NV Sumatra applied to register the trade marks LUCKY DRAW and LUCKY DREAM for cigarettes and other tobacco-related products. British American Tobacco (BAT), which owns the trade marks LUCKY STRIKE and LUCKIES opposed the applications. The Registrar refused registration on the basis of deceptive similarity to the BAT marks. The Federal Court upheld the Registrar's decision, in doing so emphasising that LUCKY STRIKE and LUCKY DRAW were routinely referred to as "Luckies" by both customers and sales staff. As cigarettes are sold only over the counter, and consumers must request their chosen brand, the aural similarity between the marks was a key factor. NV Sumatra sought leave to appeal to the Full Federal Court, arguing that reputational aspects of the BAT marks were irrelevant to an analysis of deceptive similarity. Leave to appeal was refused and the court confirmed that all the surrounding circumstances (including the manner in which the relevant goods are sold in the marketplace and the ordinary way in which the trade marks of both parties would be used) must considered together in determining deceptive similarity.

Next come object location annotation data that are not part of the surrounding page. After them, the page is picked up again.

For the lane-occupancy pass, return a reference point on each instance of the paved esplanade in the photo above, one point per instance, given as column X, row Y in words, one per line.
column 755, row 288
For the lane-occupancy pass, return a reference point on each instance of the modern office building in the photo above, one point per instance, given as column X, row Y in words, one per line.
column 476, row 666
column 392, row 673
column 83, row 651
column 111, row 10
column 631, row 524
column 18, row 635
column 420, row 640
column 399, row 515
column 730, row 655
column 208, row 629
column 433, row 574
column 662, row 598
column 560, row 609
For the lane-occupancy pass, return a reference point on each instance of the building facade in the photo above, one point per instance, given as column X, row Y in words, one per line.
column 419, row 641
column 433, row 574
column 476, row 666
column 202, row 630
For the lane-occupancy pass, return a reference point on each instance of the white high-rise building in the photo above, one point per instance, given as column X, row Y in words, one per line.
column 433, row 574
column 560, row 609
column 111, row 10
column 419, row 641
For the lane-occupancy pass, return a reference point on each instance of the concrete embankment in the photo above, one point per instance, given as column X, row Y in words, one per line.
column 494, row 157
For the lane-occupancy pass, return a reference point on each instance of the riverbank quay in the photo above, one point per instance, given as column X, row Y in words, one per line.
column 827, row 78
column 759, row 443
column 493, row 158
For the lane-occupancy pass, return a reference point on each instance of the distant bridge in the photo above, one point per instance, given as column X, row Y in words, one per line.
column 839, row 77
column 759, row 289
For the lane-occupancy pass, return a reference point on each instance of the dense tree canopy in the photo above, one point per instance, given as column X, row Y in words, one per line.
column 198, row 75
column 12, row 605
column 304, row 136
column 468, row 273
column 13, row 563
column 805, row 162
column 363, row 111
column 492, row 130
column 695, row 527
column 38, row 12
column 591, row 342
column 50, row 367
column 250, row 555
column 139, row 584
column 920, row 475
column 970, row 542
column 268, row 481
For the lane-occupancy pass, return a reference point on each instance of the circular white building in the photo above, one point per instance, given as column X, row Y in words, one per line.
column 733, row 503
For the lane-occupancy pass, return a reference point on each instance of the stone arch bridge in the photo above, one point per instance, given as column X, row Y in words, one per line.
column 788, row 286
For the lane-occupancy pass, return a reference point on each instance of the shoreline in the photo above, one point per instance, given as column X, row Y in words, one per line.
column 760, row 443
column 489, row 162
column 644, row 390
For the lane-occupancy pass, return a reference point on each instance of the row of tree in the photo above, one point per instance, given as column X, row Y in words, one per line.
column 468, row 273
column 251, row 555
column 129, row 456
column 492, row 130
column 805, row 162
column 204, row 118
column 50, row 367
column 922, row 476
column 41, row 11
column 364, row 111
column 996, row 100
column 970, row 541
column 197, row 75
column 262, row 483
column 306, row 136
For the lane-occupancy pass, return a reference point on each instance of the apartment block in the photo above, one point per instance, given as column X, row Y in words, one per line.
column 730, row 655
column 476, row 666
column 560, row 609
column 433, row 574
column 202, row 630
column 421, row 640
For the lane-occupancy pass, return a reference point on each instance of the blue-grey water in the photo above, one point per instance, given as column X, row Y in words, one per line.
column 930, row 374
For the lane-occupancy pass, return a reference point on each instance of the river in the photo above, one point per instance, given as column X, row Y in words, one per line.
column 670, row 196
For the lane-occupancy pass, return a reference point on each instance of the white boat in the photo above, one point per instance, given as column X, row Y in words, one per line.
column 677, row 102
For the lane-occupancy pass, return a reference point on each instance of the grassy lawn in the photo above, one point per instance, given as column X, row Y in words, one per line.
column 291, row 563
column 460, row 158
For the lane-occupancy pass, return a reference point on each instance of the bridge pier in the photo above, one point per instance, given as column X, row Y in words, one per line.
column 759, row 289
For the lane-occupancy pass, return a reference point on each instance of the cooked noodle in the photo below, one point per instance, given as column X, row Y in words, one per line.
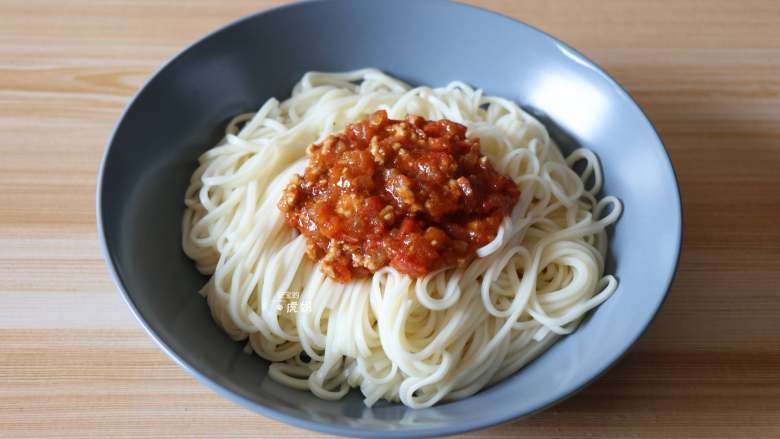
column 440, row 337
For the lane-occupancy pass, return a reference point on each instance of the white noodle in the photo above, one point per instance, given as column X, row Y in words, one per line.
column 443, row 336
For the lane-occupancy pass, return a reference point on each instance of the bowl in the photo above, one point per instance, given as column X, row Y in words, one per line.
column 183, row 110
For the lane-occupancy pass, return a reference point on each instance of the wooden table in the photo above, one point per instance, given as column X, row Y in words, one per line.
column 74, row 363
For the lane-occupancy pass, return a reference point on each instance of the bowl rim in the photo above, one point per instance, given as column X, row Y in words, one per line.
column 268, row 410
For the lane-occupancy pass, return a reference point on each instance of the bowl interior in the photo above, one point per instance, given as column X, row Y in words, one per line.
column 182, row 112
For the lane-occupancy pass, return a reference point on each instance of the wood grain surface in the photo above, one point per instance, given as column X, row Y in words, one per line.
column 74, row 363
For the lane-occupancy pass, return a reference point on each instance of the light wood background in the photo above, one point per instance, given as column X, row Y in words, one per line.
column 74, row 363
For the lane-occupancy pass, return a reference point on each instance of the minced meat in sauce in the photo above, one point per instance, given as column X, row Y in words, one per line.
column 415, row 194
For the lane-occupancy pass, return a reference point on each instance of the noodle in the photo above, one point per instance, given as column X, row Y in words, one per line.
column 419, row 341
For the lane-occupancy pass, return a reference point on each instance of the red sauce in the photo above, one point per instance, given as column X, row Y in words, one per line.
column 415, row 194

A win for the Flying Kangaroo
Qantas has, since 1944, used numerous versions of a hopping kangaroo logo painted on its aircrafts, with the first logo of a winged kangaroo adopted in or around 1947. As a result of its use of the Kangaroo logo on its aircrafts, Qantas has been unofficially labelled the "Flying Kangaroo". The FLYING KANGAROO name has been extensively used by Qantas, consumers and third parties to refer to Qantas. The use is so widely spread and entrenched in people's minds that in a recent Trade Marks Office decision,Qantas was able to establish that it had acquired a significant reputation in the name FLYING KANGAROO and a close connection to the wine industry, such that the registration of the mark FLYING KANGAROO by a third party in respect of wines would be likely to mislead and confuse. Whilst Qantas was unable to show it had used the FLYING KANGAROO as a trade mark, Qantas was nevertheless successful in opposing the registration of the mark FLYING KANGAROO filed by Danniel Amadio on the basis that use of such trade mark would be contrary to law as it would be misleading and deceptive.